The SURVEYPHREG Procedure

Notation and Estimation

Let $U=\{ 1,2,\ldots ,N\} $ be the set of indices and let $\mathcal{F}_ N$ be the set of values for a finite population of size N. The survival time of each member of the finite population is assumed to follow its own hazard function, $\lambda _{i}(t)$, expressed as

\[  \lambda _{i}(t)=\lambda (t;{\bZ }_{i}(t)) = {\lambda _0}(t) \  \exp ({\bZ }’_{i}(t)\bbeta )  \]

where $\lambda _{0}(t)$ is an arbitrary and unspecified baseline hazard function, ${\bZ }_ i(t)$ is the vector of explanatory variables for the ith unit at time t, and $\bbeta $ is the vector of unknown regression parameters that are associated with the explanatory variables. The vector $\bbeta $ is assumed to be the same for all individuals.

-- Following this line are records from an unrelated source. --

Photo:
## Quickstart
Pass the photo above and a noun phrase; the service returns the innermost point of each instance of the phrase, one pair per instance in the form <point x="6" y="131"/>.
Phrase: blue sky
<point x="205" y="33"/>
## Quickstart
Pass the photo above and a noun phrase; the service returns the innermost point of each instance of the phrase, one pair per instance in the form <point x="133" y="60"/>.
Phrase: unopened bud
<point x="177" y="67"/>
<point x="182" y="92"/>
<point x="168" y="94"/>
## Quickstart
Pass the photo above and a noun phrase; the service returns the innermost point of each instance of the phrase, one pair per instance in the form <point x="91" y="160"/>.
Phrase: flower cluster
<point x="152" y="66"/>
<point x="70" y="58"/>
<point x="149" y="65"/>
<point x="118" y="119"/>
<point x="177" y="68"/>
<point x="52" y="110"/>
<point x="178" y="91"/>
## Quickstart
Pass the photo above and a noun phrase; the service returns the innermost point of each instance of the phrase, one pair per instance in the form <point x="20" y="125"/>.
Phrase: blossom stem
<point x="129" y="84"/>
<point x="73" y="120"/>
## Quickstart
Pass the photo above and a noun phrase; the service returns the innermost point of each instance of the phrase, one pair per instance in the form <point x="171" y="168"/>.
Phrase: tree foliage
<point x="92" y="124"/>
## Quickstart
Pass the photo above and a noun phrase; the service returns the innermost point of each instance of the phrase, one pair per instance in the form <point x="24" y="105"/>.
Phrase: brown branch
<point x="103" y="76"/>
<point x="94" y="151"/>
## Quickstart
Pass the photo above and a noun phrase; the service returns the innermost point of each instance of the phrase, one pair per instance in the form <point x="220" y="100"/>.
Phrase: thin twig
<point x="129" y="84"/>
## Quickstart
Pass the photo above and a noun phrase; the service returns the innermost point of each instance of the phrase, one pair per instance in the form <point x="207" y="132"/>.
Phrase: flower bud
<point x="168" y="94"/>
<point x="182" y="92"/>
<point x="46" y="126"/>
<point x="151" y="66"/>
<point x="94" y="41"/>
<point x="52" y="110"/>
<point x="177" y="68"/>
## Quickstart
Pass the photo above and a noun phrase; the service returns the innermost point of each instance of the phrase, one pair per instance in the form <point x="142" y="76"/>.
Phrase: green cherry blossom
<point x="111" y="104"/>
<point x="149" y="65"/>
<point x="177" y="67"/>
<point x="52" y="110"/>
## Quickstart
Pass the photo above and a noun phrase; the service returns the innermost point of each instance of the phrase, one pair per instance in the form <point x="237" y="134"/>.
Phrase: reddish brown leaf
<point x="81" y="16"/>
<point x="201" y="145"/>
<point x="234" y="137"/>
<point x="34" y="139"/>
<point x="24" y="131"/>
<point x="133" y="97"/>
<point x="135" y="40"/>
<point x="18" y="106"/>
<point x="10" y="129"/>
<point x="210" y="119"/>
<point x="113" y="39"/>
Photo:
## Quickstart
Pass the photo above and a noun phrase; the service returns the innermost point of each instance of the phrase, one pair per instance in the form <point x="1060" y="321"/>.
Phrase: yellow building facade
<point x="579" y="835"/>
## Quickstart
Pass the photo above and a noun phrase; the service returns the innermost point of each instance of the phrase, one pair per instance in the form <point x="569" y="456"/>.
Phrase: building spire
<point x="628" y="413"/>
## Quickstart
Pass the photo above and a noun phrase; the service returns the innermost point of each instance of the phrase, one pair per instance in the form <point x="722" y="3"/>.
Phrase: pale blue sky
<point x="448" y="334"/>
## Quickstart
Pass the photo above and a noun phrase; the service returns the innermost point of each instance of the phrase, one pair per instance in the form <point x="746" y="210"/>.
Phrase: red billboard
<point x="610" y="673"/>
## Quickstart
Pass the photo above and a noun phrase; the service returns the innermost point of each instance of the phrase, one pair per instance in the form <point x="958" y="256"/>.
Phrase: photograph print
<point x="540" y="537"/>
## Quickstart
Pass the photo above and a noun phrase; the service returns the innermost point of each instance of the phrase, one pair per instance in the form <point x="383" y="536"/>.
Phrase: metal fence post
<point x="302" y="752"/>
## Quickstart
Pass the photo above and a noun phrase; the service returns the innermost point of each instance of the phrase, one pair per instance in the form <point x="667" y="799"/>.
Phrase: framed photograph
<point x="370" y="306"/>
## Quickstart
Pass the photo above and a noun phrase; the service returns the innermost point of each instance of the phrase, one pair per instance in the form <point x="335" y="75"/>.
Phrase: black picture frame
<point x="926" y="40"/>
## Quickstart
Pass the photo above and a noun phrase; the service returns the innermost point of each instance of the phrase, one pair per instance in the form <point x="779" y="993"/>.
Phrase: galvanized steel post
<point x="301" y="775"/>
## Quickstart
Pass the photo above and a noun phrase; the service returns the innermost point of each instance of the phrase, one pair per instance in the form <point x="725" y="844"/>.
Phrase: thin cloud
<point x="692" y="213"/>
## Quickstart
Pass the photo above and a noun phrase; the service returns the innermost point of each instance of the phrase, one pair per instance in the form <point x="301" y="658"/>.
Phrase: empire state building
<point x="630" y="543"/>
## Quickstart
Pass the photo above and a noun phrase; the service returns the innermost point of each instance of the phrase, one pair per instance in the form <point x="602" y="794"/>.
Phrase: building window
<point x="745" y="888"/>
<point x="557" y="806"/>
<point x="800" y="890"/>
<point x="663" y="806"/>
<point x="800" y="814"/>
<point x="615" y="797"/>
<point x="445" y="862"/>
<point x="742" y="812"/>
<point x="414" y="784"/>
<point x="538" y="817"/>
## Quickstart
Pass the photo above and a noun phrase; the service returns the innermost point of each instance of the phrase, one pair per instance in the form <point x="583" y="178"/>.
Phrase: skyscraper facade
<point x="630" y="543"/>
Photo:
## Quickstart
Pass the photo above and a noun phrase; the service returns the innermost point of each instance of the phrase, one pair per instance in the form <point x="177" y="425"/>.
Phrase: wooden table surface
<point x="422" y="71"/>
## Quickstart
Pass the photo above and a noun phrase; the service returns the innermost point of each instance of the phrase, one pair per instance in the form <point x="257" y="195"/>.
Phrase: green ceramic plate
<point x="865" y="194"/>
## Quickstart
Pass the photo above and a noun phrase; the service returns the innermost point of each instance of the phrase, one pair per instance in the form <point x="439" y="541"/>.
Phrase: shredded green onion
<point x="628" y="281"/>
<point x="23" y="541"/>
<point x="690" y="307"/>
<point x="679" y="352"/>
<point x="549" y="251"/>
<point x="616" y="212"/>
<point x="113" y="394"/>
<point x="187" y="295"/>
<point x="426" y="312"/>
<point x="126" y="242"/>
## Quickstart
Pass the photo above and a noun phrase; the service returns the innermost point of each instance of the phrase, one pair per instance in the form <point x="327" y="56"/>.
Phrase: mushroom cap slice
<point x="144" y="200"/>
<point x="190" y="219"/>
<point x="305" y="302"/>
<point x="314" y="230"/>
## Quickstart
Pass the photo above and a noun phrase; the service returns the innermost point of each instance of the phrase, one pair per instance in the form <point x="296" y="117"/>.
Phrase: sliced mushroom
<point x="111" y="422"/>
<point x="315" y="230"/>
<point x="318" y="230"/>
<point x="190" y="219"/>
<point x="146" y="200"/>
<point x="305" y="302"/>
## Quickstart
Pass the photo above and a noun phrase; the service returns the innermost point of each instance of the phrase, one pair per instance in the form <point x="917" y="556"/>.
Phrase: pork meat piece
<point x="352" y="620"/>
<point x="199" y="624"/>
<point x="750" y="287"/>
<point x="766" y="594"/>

The partial likelihood function introduced by Cox (1972, 1975) eliminates the unknown baseline hazard $\lambda _{0}(t)$ and accounts for censored survival times. If the entire population is observed, then this partial likelihood can be used to estimate $\bbeta $. Let $\bbeta _ N$ be the desired estimator. Assuming a working model with uncorrelated responses, $\bbeta _ N$ is obtained by maximizing the partial log likelihood,

\[  l(\bbeta ) = \sum _{i \in U} \log \biggl \{  \text {L}(\bbeta ; {\bZ }_ i(t), t_ i) \biggr \}   \]

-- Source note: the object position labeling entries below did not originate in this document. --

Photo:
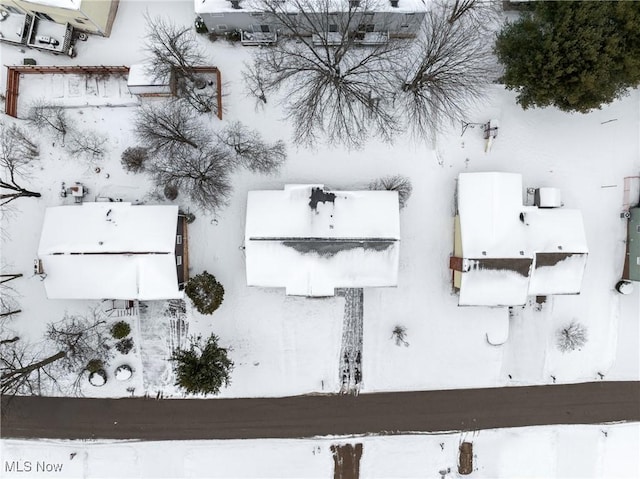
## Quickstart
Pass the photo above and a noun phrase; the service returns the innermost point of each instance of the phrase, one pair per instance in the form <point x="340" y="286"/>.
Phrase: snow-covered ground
<point x="289" y="345"/>
<point x="605" y="451"/>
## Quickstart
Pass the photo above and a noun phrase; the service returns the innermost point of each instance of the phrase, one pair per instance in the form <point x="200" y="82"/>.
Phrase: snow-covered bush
<point x="572" y="337"/>
<point x="399" y="334"/>
<point x="170" y="192"/>
<point x="203" y="368"/>
<point x="399" y="183"/>
<point x="120" y="329"/>
<point x="134" y="158"/>
<point x="205" y="292"/>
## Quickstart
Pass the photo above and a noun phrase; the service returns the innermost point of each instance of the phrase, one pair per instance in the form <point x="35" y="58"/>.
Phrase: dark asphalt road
<point x="304" y="416"/>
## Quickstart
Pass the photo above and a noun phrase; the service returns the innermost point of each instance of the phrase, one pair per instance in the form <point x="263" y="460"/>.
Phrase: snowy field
<point x="593" y="451"/>
<point x="288" y="345"/>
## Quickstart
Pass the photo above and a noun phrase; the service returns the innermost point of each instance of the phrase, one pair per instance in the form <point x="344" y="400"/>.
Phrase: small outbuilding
<point x="631" y="270"/>
<point x="310" y="240"/>
<point x="142" y="82"/>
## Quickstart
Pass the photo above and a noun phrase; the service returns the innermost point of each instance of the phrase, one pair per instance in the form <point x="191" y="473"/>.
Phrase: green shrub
<point x="120" y="329"/>
<point x="124" y="345"/>
<point x="203" y="368"/>
<point x="205" y="292"/>
<point x="95" y="365"/>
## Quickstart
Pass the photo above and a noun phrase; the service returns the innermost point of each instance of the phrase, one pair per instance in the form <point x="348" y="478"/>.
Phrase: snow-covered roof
<point x="110" y="251"/>
<point x="489" y="205"/>
<point x="224" y="6"/>
<point x="492" y="287"/>
<point x="535" y="251"/>
<point x="68" y="4"/>
<point x="307" y="240"/>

with respect to $\bbeta $, where L$(\bbeta ;{\bZ }_ i(t),t_ i)$ is Cox’s partial likelihood function.

Assume that probability sample A is selected from the finite population U and $\pi _ i$ is the selection probability for unit i. Further assume that covariates $\bZ _ i(t)$ and survival time $t_ i$ are available for every unit in the sample A. An estimator of the finite population log likelihood is

\[  l_\pi (\bbeta ) = \sum _{i \in A} \pi _ i^{-1} \log \biggl \{  \text {L}(\bbeta ; {\bZ }_ i(t), t_ i) \biggr \}   \]

See Partial Likelihood Function for the Cox Model for more details.

A sample-based estimator $\hat{\bbeta }$ for the finite population quantity $\bbeta _ N$ can be obtained by maximizing the partial pseudo-log-likelihood $l_\pi (\bbeta ;{\bZ }_ i(t),t_ i)$ with respect to $\bbeta $. The design-based variance for $\hat\bbeta $ is obtained by assuming the set of finite population values $\mathcal{F}_ N$ as fixed. For more information about maximum pseudo-likelihood estimators and other inferential approaches for survey data, see Kish and Frankel (1974); Godambe and Thompson (1986); Pfeffermann (1993), Korn and Graubard (1999, chapter 3), Chambers and Skinner (2003, chapter 2), and Fuller (2009, section 6.5). Maximum pseudo-likelihood estimators and their properties for Cox’s proportional hazards model for survey data are discussed in Binder (1990, 1992); Lin and Wei (1989); Lin (2000); Boudreau and Lawless (2006).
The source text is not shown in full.